Beside him, leaning forward with her elbows on her knees, sat a Nichtvren female with a fall of long, curling blonde-streaked hair, her dark-blue eyes liquid and fixed on me. She had no catshine to her eyes, and none of Nikolai’s immobility—instead, her fingernails tapped at the air, her lush lips parted slightly, the tips of her fangs showing; she wore a frayed red V-neck sweater and a pair of dark ratty jeans, beaten and scarred combat boots, and a thick silver cuff-bracelet with a tiger’s eye the size of a mini credit-disc on her right wrist. She measured me from head to foot, and then smiled, half of her mouth pulling up.
I’m glad someone’s having fun. I stepped forward, into the booth through a sticky sheet of Power that snapped shut behind me. Instantly, the noise they called musi
c went down in volume, and I gave an involuntary sigh of relief.
Nikolai said nothing, examining me. It was like being eyed by a wild animal that hadn’t quite made up its mind to eat you or simply crush you with a clawed paw.
I nodded at the female, knowing that his Consort was the way into his good graces. Rumor had it she was the only thing in the entire city that Nikolai valued. Rumor also had it that he went crazy if he even thought someone had messed with her.

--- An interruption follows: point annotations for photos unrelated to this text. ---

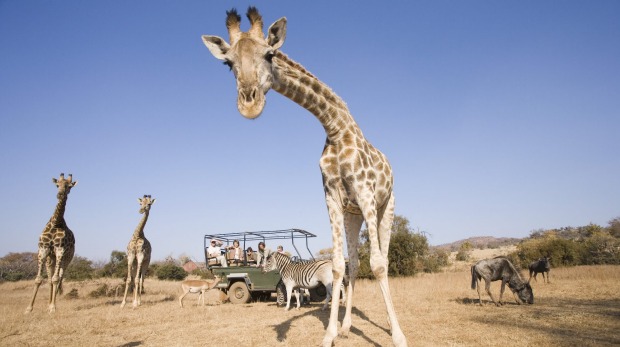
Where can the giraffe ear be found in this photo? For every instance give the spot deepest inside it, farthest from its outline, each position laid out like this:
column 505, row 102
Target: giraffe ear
column 216, row 45
column 277, row 33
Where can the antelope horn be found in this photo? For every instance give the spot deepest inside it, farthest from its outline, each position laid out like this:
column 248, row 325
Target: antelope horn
column 233, row 24
column 256, row 20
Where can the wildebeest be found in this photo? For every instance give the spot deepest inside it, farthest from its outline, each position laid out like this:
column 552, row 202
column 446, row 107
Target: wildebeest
column 500, row 268
column 541, row 265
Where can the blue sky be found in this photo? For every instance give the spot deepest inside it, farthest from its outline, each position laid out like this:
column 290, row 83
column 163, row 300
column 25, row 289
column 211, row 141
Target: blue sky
column 498, row 118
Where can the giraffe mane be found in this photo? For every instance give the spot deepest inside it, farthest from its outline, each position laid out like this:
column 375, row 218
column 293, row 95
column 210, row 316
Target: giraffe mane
column 331, row 96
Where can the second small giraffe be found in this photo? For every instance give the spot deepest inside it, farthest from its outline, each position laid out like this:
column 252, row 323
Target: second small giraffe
column 138, row 254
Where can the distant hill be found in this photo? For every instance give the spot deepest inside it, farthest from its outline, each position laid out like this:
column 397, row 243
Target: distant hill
column 481, row 242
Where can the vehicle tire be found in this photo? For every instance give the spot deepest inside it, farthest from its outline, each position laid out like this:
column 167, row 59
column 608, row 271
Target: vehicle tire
column 318, row 294
column 238, row 293
column 281, row 293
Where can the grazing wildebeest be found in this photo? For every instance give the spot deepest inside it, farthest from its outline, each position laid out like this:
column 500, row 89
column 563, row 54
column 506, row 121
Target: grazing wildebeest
column 541, row 265
column 500, row 268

Aw, now ain’t that sweet. “I’m Danny Valentine, and I’m grateful you agreed to see me, ma’am. Sir.”
Anyone who knew me would have expected the words to sound sarcastic. I was faintly surprised they didn’t.
Nikolai still didn’t move. The Nichtvren female laughed. The deep, husky sound surprised me and made my hackles rise, her eyes flared a dark luminous blue. She was exquisite, and I caught a thread of an odd scent; some type of musk that reminded me of sexwitch over the musty caramelized-dark-chocolate scent of Nichtvren. “Hi,” she said. “Sit down. Nik’s just in a mood. We have to see a werecain delegation after you, and he finds that unpleasant. Want something to drink?” Her accent was old Merican, the vowels shaped oddly, like they used to be around the time of the Parapsychic Act but before the great linguistic meltdown of the Seventy Days War. So she was old too.
Not nearly as old as him.
I wouldn’t trust the liquor in here, lady. I shook my head, let my cloak fall to the floor. It was a good gesture, it showed I had nothing but the ordinary weapons. I settled myself on the couch to their left, easing down gingerly, wishing I could hold my sword across my lap. Steel would be better than empty air between me and these two.
Nikolai finally moved. “What is it you require?” he asked, and the woman’s pale expressive hand came down on his knee; the tiger’s eye on her bracelet flashed with light. He had been immobile before, now he looked over at her, and a stone would have looked frenetic next to him.